The MH370 Independent group that has been investigating and analysing the disappearance of the Malaysia Airlines flight has established that the plane’s flight path near the Malaysian state of Penang was consistent with a navigation system that is fully operational.
“In order to better understand the sequence of inputs to the flight control system, we created a simulation using the PMDG 777 model in Microsoft Flight Simulator. In particular, we studied whether the aircraft might have been flown with the pilot providing inputs to the autopilot, and what those inputs might have been”, Victor Iannello, an investigator with the group, wrote.
Iannello, assisted by three Independent group members, suggested on his blog it was possible that the pilot tried to deceive radar operators into believing that the plane had intended to land.
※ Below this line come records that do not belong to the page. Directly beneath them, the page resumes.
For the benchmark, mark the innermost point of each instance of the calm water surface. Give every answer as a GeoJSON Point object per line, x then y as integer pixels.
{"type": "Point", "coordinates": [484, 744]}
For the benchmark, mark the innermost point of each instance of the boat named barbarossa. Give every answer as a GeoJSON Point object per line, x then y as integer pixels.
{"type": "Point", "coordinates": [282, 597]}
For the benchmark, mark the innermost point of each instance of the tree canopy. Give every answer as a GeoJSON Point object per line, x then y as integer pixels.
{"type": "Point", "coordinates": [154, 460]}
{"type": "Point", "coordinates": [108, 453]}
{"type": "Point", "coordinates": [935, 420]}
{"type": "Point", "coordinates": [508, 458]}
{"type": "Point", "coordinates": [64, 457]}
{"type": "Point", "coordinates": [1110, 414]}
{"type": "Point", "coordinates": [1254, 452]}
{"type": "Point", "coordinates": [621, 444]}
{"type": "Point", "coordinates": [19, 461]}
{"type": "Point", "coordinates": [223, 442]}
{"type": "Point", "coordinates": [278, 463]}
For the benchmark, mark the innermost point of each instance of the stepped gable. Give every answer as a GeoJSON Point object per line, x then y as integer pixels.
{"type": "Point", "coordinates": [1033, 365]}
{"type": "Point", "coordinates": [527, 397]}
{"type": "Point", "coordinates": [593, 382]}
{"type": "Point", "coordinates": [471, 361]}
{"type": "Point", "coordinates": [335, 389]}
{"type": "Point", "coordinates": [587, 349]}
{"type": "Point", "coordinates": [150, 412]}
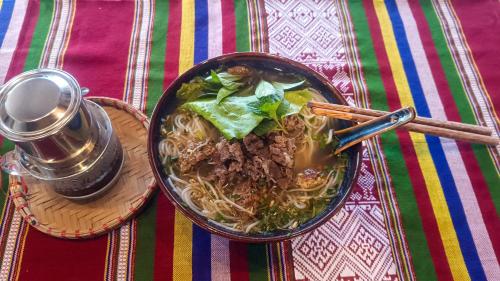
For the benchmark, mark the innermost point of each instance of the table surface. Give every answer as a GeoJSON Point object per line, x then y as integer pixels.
{"type": "Point", "coordinates": [423, 207]}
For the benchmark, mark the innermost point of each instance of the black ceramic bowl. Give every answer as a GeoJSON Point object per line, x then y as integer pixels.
{"type": "Point", "coordinates": [168, 103]}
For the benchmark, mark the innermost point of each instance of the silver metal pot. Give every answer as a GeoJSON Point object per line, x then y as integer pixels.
{"type": "Point", "coordinates": [60, 138]}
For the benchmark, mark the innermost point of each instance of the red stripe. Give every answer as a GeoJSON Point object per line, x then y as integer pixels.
{"type": "Point", "coordinates": [423, 201]}
{"type": "Point", "coordinates": [48, 258]}
{"type": "Point", "coordinates": [24, 41]}
{"type": "Point", "coordinates": [238, 257]}
{"type": "Point", "coordinates": [164, 245]}
{"type": "Point", "coordinates": [98, 48]}
{"type": "Point", "coordinates": [228, 27]}
{"type": "Point", "coordinates": [479, 19]}
{"type": "Point", "coordinates": [173, 43]}
{"type": "Point", "coordinates": [479, 185]}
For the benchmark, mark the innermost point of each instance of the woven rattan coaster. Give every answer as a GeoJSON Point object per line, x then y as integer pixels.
{"type": "Point", "coordinates": [55, 215]}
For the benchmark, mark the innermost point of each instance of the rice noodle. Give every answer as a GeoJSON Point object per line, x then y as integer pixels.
{"type": "Point", "coordinates": [204, 196]}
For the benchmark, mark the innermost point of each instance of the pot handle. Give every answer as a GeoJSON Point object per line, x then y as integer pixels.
{"type": "Point", "coordinates": [85, 91]}
{"type": "Point", "coordinates": [356, 134]}
{"type": "Point", "coordinates": [9, 162]}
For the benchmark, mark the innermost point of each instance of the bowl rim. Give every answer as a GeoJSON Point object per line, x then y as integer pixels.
{"type": "Point", "coordinates": [196, 218]}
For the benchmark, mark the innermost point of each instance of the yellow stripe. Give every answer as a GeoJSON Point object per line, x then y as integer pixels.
{"type": "Point", "coordinates": [21, 252]}
{"type": "Point", "coordinates": [186, 56]}
{"type": "Point", "coordinates": [183, 229]}
{"type": "Point", "coordinates": [434, 189]}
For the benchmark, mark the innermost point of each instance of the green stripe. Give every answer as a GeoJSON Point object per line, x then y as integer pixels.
{"type": "Point", "coordinates": [146, 222]}
{"type": "Point", "coordinates": [145, 241]}
{"type": "Point", "coordinates": [40, 35]}
{"type": "Point", "coordinates": [157, 61]}
{"type": "Point", "coordinates": [242, 26]}
{"type": "Point", "coordinates": [257, 262]}
{"type": "Point", "coordinates": [257, 253]}
{"type": "Point", "coordinates": [424, 268]}
{"type": "Point", "coordinates": [7, 146]}
{"type": "Point", "coordinates": [461, 100]}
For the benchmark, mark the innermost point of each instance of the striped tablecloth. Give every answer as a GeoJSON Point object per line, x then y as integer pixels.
{"type": "Point", "coordinates": [423, 207]}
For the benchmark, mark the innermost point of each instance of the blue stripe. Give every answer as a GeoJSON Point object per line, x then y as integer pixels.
{"type": "Point", "coordinates": [201, 254]}
{"type": "Point", "coordinates": [455, 207]}
{"type": "Point", "coordinates": [201, 31]}
{"type": "Point", "coordinates": [5, 16]}
{"type": "Point", "coordinates": [201, 239]}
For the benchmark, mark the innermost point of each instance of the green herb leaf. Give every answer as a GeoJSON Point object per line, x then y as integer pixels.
{"type": "Point", "coordinates": [225, 79]}
{"type": "Point", "coordinates": [223, 93]}
{"type": "Point", "coordinates": [265, 88]}
{"type": "Point", "coordinates": [265, 127]}
{"type": "Point", "coordinates": [233, 117]}
{"type": "Point", "coordinates": [266, 106]}
{"type": "Point", "coordinates": [288, 86]}
{"type": "Point", "coordinates": [195, 89]}
{"type": "Point", "coordinates": [293, 102]}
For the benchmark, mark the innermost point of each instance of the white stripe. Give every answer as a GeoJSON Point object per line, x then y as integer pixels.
{"type": "Point", "coordinates": [59, 37]}
{"type": "Point", "coordinates": [457, 166]}
{"type": "Point", "coordinates": [220, 258]}
{"type": "Point", "coordinates": [10, 245]}
{"type": "Point", "coordinates": [214, 28]}
{"type": "Point", "coordinates": [11, 37]}
{"type": "Point", "coordinates": [462, 53]}
{"type": "Point", "coordinates": [123, 252]}
{"type": "Point", "coordinates": [220, 269]}
{"type": "Point", "coordinates": [143, 49]}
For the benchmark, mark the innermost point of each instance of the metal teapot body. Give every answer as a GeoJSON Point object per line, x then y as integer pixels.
{"type": "Point", "coordinates": [60, 138]}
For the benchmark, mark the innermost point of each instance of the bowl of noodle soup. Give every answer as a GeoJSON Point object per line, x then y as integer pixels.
{"type": "Point", "coordinates": [235, 149]}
“MH370’s flight path near Penang can be replicated with the autopilot engaged and the flight path near Penang is consistent with the image of the military radar data in the Malacca Strait that was never officially released. It is very unlikely that there was an intention to land at Penang Airport”, Iannello alleged.
The study’s findings somewhat coincide with a widely popular theory that one of the pilots was behind the plane’s disappearance. Aviation expert and former investigator with the Transportation Safety Board of Canada Larry Vance said last May he believed that the MH370 was intentionally flown into the ocean in an act of murder-suicide.
Beijing-bound Malaysia Airlines Flight MH370 with 239 passengers and crew on board went missing on 8 March 2014. After years of botched attempts to find the crash site, the Malaysian government halted the investigation, having admitted that they did not know what had happened to the airplane.
Despite an extensive search operation conducted jointly by Malaysian, Chinese and Australian investigators, only a few pieces of debris thought to be parts of the wreckage have been found at different locations, including South Africa, Mozambique, and the French Island of Reunion in the Indian Ocean.
In late November, several new pieces of debris allegedly belonging to the doomed MH370 airliner were reportedly discovered off the coast of Madagascar.